毎日格ゲーを8時間練習する東大卒のプロゲーマーときど、「8時間仕事をしている」と置き換えれば大したことはないとサラッと語られているが、それでも何か異質な驚きがある。ちなみに、『勝つための確率思考』の著者で東大卒ポーカー王者である木原直哉氏も毎日10時間ポーカーをやるらしい。
驚異的な練習量と分析能力で世界のゲーム大会における優勝回数が世界一を誇るときどだが、インタビューなどでよく尋ねられる質問があるという。「東大まで出て、なんでプロゲーマーになったのか」という誰もが思い浮かべる疑問。それに答えるため、むしろ彼自身が答えられるに至るまでの紆余曲折が綴られたのが本書の構成となっている。
ときどのゲームスタイルは「IQプレイヤー」、「冷徹な合理主義者」などと評され、いかにも勤勉で知的な感じが伝わってくる。実際、勝つための努力を厭わない彼は、大学受験期間中も朝10時から19時まで勉強した後に、ゲーセンに移動して23時までゲームを続けるという驚異的な「切り替え能力」を見せる。しかも、その中で受験とゲームの共通性を発見し、「最短距離で成果をつかむための技術」や、「偶然を見逃さない」ことが重要であるとの認識を強める。その成果は東大へ合格した後に入った研究室で結実し、そこで書かれた論文が国際学会で賞をとるという大金星をあげる。

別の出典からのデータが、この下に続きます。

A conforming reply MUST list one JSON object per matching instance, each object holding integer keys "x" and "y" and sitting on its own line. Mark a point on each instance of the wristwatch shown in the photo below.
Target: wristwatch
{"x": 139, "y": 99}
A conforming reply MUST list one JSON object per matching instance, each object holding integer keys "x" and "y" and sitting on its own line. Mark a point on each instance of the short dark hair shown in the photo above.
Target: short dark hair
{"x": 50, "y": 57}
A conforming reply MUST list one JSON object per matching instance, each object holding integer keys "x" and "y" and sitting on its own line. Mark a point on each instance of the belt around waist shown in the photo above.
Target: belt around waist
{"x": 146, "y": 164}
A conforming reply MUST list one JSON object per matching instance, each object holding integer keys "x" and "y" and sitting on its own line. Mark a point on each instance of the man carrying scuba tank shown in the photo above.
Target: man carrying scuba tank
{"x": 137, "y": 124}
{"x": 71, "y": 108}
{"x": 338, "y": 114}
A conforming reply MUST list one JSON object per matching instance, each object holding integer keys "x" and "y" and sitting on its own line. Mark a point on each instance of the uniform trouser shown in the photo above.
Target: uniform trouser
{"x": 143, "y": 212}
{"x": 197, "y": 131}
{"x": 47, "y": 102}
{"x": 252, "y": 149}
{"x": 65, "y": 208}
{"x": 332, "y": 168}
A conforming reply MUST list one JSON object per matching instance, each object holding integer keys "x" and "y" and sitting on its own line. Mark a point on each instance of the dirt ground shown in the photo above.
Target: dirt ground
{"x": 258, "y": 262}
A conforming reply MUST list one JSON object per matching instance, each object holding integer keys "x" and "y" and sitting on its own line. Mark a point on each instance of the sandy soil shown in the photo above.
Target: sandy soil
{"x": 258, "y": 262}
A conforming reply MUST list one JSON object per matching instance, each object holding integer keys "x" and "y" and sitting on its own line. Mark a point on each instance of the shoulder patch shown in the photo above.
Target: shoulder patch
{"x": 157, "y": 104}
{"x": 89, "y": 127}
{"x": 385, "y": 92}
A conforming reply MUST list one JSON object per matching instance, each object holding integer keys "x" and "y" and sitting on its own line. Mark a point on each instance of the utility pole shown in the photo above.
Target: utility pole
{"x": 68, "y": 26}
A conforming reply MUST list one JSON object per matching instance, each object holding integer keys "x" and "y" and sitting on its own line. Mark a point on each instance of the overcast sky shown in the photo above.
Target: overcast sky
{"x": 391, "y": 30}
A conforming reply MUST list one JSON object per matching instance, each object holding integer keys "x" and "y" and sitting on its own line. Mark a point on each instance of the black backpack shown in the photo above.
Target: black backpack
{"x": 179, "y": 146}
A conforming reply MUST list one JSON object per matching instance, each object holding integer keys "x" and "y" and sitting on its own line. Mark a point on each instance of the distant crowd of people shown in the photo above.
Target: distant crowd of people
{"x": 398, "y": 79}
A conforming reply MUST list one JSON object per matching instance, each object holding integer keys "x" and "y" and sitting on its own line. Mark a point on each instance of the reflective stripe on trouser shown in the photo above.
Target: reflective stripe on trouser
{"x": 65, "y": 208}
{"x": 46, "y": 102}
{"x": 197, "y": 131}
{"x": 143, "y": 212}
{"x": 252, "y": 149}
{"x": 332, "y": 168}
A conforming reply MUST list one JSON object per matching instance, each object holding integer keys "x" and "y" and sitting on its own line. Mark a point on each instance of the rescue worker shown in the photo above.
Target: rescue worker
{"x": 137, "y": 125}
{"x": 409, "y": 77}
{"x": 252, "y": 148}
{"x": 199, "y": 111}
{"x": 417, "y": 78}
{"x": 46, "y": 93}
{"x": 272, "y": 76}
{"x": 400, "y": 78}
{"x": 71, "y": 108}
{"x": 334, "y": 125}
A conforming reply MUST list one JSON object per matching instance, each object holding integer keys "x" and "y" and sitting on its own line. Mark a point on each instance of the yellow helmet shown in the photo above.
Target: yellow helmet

このように書けば完全なるエリートにしか思えないが、そこで再び「東大まで出て、なんでプロゲーマーになったのか」である。東大卒のエリートであるならば、医者や弁護士それに大学の教授やら官僚になったりするはずではないか、それなのにどうして日本では馴染の薄い「プロゲーマー」なるものになる決意をしたのか。そこは本書を読んでのお楽しみ!ということだけど、決断する上では多くの人の意見を仰ぐべきといった合理的な考え方に基づき彼は行動を起こす。そして、その意見を仰いだ人の中には、日本初のプロゲーマーという道なき道を切り開いた大先人であるウメハラも登場、二人の関係性まで伺い知れる内容になっている。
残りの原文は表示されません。